Heurt du pont 12 de la Voie maritime du Saint-Laurent
par le vraquier Federal Maas
dans la Voie maritime du Saint-Laurent (Ontario)
le



Le Bureau de la sécurité des transports du Canada (BST) a enquêté sur cet événement dans le but de promouvoir la sécurité des transports. Le Bureau n’est pas habilité à attribuer ni à déterminer les responsabilités civiles ou pénales. Le présent rapport n’est pas créé pour être utilisé dans le contexte d’une procédure judiciaire, disciplinaire ou autre. Voir Propriété et utilisation du contenu.

Résumé

Le 15 août 2004 à 15 h 25, heure avancée de l'Est, en quittant l'écluse d'Iroquois dans la Voie maritime du Saint-Laurent, le vraquier Federal Maas heurte le pont 12, à l'extrémité aval de l'écluse.

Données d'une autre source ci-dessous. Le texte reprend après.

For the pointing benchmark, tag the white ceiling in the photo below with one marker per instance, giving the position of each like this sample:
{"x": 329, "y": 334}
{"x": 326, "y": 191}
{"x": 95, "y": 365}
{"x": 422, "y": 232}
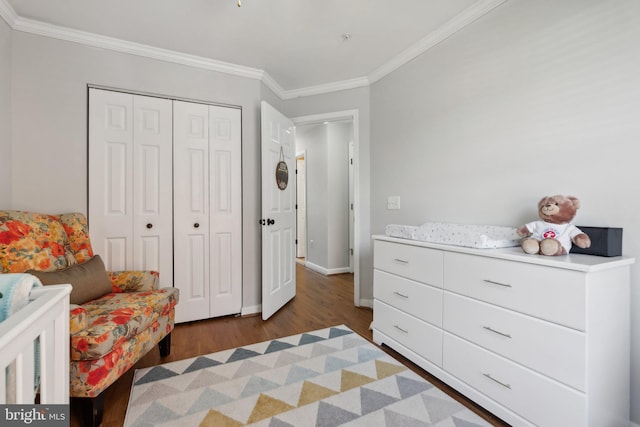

Le navire subit des avaries à son aileron de passerelle bâbord. Les dommages infligés au pont 12, qui n'était pas complètement levé, sont minimaux. L'écluse sera fermée à la navigation pendant environ quatre heures.

Renseignements de base

Fiche technique du navire

Nom Federal Maas
Numéro officiel 725438
Port d'immatriculation Bridgetown (Barbade)
Pavillon Barbade
Type Vraquier
Jauge bruteNote de bas de page 1 20 837
Longueur 200 m
Tirant d'eau Avant : 7,65 m Arrière : 7,78 m
Construction Shanghai (Chine), 1997
Groupe propulseur Un moteur diesel lent B&W 6 cylindres développant 7 706 kW, entraînant une seule hélice à pas fixe
Cargaison 19 798 tonnes de maïs
Équipage 24 personnes
Propriétaires Great Lakes Inc.Monrovia (Libéria)
Gestionnaires AngloEastern Ship ManagementPointe-Claire (Québec, Canada)

Déroulement du voyage

Le 11 août 2004, le Federal Maas appareille du port de Burns Harbor (Chicago, États-Unis) à destination de l'Algérie via Montréal (Québec), chargé de 19 798 tonnes de maïs. Le navire descend sans incident les Grands Lacs et la Voie maritime du Saint-Laurent, arrivant à l'écluse d'Iroquois le 15 août à 15 h, heure avancée de l'EstNote de bas de page 2. Alors que le Federal Maas s'approche de l'écluse d'Iroquois, le responsable des structures et deux préposés aux structures du canal se rendent au poste de contrôle à l'extrémité amont (ouest) de l'écluse (voir la figure 2). Un des préposés aux structures ouvre les portes d'amont, fait monter le câble de retenue, allume le feu de navigation vert et attend que le navire entre dans l'écluse. Pour s'assurer que le navire puisse être amarré rapidement en cas de panne de l'appareil propulseur ou de l'appareil de gouverne, les deux préposés aux structures suivent le navire, à pied, sur le mur de l'écluse. Le responsable des structures accompagne le préposé aux structures 1 jusqu'à l'avant du navire et aide à fixer l'amarre no 2 du navire à une bitte et guide le positionnement du navire. Le préposé aux structures 1 retourne ensuite à l'arrière du navire et aide à son amarrage, avant de se rendre au poste de contrôle d'amont.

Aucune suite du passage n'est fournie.